Using a two stage approach is apparently quite feasible in low N settings, even with fewer and poorer items. It would underestimate in the worst settings of few items and low loadings, though not as badly as the non-SEM approaches. With moderate loadings, the two-stage approach slightly underestimated the effect relative to the SEM approach, but was at least in the ballpark. In more ideal settings with strong loadings, it was more or less indistinguishable from SEM.

In poorer settings standard maximum likelihood SEM struggled, and even when results were obtained, they were unreliable in the worst scenarios. SEM’s ability to estimate the model was a function of size of the loadings, sample size, and number of items, more or less in that order. With moderate loadings and larger samples, feel free to use SEM for a simple model such as this.

In general, if you have multiple measures of some latent construct, or can feasibly frame the data situation and model in such a way, you’re better off using the latent variable rather than a sum score or single item. It is one thing to have to make a practical decision given an individual score, such as a clinical diagnosis5. When running a statistical model where we seek to uncover relationships among the variables of interest and make predictions, this is not the situation we find ourselves in. Even if the suggested way to use an inventory for practice is to create a sum score, for analysis use the latent variable.

This is no free lunch however. There are many ways to create factor scores, and factor scores are not uniquely determined, which means an infinite number of scores could be created that would be consistent with the factor loadings. None of the standard approaches are perfect6, but see the Grice reference for more information. In the end, you’ll still have choices to make, but hopefully you’ll feel better about those that you do.

Results: Multiple factor models

Some other time.

References

Estabrook & Neale (2013). A Comparison of Factor Score Estimation Methods in the Presence of Missing Data.

Grice (2001). Computing and Evaluating Factor Scores.

Revelle. An introduction to psychometric theory with applications in R.


  1. Despite this situation, it is by far the most commonly used approach in science. One wonders what’s been missed.

  2. See Revelle’s freely available text on psychometrics, chapter 7 specifically. As noted there, Charles Spearman was hip to this problem back in 1904. Technically, \(\beta_{\text{true}} = \frac{\beta_\text{est}}{\sqrt{\alpha_x\alpha_y}}\), but we’re assuming only random error in \(y\).
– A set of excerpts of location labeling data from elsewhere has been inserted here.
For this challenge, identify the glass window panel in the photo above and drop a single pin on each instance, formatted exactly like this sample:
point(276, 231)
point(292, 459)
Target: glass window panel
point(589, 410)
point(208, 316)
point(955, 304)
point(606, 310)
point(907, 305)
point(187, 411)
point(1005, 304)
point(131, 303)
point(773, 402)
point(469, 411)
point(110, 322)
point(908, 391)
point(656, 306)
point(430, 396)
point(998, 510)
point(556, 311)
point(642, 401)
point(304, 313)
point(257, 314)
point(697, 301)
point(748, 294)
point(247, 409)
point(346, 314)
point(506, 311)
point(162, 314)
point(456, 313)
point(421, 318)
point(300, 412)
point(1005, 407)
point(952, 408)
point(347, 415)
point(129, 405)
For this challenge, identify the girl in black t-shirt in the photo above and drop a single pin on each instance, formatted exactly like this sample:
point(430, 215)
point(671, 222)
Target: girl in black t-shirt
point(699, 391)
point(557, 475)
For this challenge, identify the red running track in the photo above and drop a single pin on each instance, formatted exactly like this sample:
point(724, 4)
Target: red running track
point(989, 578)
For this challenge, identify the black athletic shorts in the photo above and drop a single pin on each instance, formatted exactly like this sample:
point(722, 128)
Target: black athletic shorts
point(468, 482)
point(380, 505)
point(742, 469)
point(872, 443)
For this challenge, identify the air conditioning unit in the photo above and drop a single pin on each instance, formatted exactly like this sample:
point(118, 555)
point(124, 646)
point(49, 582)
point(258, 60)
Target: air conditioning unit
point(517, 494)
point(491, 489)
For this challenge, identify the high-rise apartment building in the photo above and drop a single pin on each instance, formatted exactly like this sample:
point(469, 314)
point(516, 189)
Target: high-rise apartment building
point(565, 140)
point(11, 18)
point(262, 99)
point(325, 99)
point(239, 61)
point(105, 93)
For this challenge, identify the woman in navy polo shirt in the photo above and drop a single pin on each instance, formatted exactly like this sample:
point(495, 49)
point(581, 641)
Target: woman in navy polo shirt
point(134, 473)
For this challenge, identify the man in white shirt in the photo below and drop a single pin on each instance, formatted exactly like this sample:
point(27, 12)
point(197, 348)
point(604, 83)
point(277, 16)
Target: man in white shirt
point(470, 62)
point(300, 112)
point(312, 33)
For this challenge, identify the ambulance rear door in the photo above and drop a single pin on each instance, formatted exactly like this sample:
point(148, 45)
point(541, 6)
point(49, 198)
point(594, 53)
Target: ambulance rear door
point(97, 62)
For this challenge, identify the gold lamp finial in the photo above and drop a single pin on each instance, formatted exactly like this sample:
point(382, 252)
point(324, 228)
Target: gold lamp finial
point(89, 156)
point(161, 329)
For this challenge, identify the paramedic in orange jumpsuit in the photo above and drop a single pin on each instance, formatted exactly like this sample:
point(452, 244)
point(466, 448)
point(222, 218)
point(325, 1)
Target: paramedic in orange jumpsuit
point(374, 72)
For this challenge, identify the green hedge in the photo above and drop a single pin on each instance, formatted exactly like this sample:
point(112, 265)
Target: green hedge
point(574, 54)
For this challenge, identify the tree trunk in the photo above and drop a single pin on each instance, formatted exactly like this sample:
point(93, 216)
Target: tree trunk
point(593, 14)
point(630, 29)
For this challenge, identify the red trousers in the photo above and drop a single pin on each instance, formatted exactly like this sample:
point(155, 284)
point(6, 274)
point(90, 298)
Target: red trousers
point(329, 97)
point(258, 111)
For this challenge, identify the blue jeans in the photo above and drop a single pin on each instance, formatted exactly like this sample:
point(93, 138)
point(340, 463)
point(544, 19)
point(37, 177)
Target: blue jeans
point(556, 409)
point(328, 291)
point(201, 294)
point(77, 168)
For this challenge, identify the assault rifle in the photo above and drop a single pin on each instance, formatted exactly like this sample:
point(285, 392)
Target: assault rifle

  3. \(se = \sqrt{\sigma_y^2/\text{ss}_x}\) where \(\text{ss}_x\) is \(\Sigma_{i=1}^n(x-\bar{x})\). Since x is standardized with mean 0 and standard deviation of 1, and \(\sigma_y=1\), this amounts to \(se = 1/\sqrt{N}\).

  4. Hi ‘hard’ sciences!

  5. Assuming one is okay with ignoring the variability in that sum score and is willing to engage in potentially life altering behavior for said individual based on a completely arbitrary cutoff.

  6. I’ve actually estimated the scores as parameters via a Bayesian approach. The estimated values are nearly identical to those produced by the lavaan function lavPredict. Stan code available at the github folder for this doc.